Dr. Harlan Watson, chief US negotiator on global warming,
has told a UN conference on global warming that [the US] has no intention of re-joining international efforts to cut greenhouse gas emissions,
BBC reported on Tuesday, adding that Watson insisted that the Kyoto Protocol was a "political document" based on "bad science."

The conference, being held in Buenos Aires, had begin with an opening offered to the US when the head of the Climate Change Convention suggested that after 2012, countries might be able to pursue different means to the same end.
But if it was an olive branch, the US has brushed it aside.

Dr Watson, who is leading the American delegation here, told a news conference that this was not the moment for the US to reassess its policies.

He said US President George W Bush had a 10-year programme to reduce the carbon intensity of the US economy by 18% by 2012.

The government was totally committed to carrying out the programme and wanted to wait to see the results, he added.
That is, the US is committed to not examining global warming for at least the next eight years. Funny how he can declare that, since the administration can only be in office for another four, but we know such details do not matter to the Shrub team.

They're not the only ones, of course: Most of the media was uninterested in the details of who Watson is or how he came by his position.

His State Department biography says he
previously served for more than 16 years on the U.S. House of Representatives’ Committee on Science, including over 6 years as Staff Director of the Committee’s Subcommittee on Energy and the Subcommittee on Energy and Environment. ...

Dr. Watson earned a B.A. in physics from Western Illinois University, a Ph.D. in solid state physics from Iowa State University, and an M.A. in Economics from Georgetown University.
That is, he was a Republican Congressional staffer whose previous involvement was in matters relating to energy, not the environment, and who does not have professional credentials in the environment, meteorology, oceanography, or climatology; even his physics background is in solid state physics, not the fluid dynamics relevant to weather and climate. So how did he, in 2001, get picked to be chief negotiator on global climate change?

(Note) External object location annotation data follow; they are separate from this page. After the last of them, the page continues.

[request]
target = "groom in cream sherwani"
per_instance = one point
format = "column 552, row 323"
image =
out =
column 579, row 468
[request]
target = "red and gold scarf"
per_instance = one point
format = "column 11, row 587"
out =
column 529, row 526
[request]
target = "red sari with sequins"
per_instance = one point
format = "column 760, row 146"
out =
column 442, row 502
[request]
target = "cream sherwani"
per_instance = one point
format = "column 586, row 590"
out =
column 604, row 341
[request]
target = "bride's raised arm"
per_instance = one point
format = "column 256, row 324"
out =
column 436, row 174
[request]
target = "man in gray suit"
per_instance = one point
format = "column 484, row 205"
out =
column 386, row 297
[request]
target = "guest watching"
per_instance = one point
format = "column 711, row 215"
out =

Could it perhaps have something to do with the fact that shortly after the Shrub gang came into office, a lobbyist for Exxon-Mobil specifically recommended he be made "available to work with the team" dealing with climate negotiations?

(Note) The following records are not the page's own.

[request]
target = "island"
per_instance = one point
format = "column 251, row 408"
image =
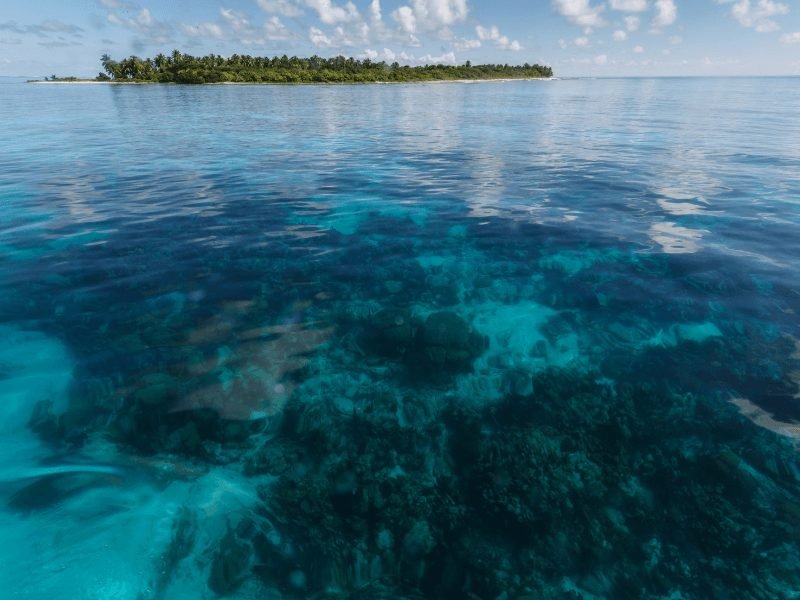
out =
column 185, row 68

That would hardly be surprising: After all, in the same memo Exxon-Mobil's errand boy also urged the Bushites to see to it that the highly-qualified, highly-respected Robert Watson (no relation) was forced out as head of the Intergovernmental Panel on Climate Change (IPCC) and "to assure that none of the Clinton-Gore proponents are involved in any decisional activities." (Underlining in original.) What's more, in 2003, Greenpeace uncovered a memo from the Competitive Enterprise Institute which leaves no doubt that the White House sought the help of the group, which is heavily funded by Exxon-Mobil, in dealing with an EPA report on the effects of climate change - and clearly implies that the White House itself suggested to CEI that it sue the administration over the matter.

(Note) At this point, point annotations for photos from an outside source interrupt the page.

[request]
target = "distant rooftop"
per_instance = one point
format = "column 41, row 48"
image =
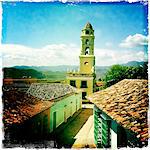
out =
column 50, row 91
column 18, row 106
column 127, row 103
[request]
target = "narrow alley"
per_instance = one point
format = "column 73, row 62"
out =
column 77, row 132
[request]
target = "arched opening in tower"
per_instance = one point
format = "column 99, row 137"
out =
column 87, row 51
column 87, row 41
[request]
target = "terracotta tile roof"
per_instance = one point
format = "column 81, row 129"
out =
column 50, row 91
column 99, row 83
column 18, row 106
column 127, row 103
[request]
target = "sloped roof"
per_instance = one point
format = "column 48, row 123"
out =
column 50, row 91
column 88, row 25
column 18, row 106
column 127, row 103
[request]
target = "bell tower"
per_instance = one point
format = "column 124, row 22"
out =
column 87, row 58
column 84, row 78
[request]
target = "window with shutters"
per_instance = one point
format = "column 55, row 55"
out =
column 73, row 83
column 101, row 129
column 105, row 130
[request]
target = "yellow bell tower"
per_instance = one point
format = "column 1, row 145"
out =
column 87, row 58
column 84, row 78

With that kind of record, it's doubly distressing that another detail that was of little if any interest to the media was the utterly deceitful nature of the White House's "program." Almost none of coverage made any attempt to describe what a plan of reducing "carbon intensity" means.

In fact, what it means is measuring greenhouse emissions as compared to GDP. As Watson himself put it at an earlier UN conference on global climate change in New Delhi in October, 2002,
[t]his policy calculates that when the annual decline in greenhouse gas intensity equals the economic growth rate, emissions will stop, and when the annual decline in intensity exceeds economic growth rate, emissions will reverse.

Watson said that under the "business-as-usual" scenario, greenhouse gases would decline by 14 percent over the next 14 years. Bush's goal is a four percent improvement on this, he added.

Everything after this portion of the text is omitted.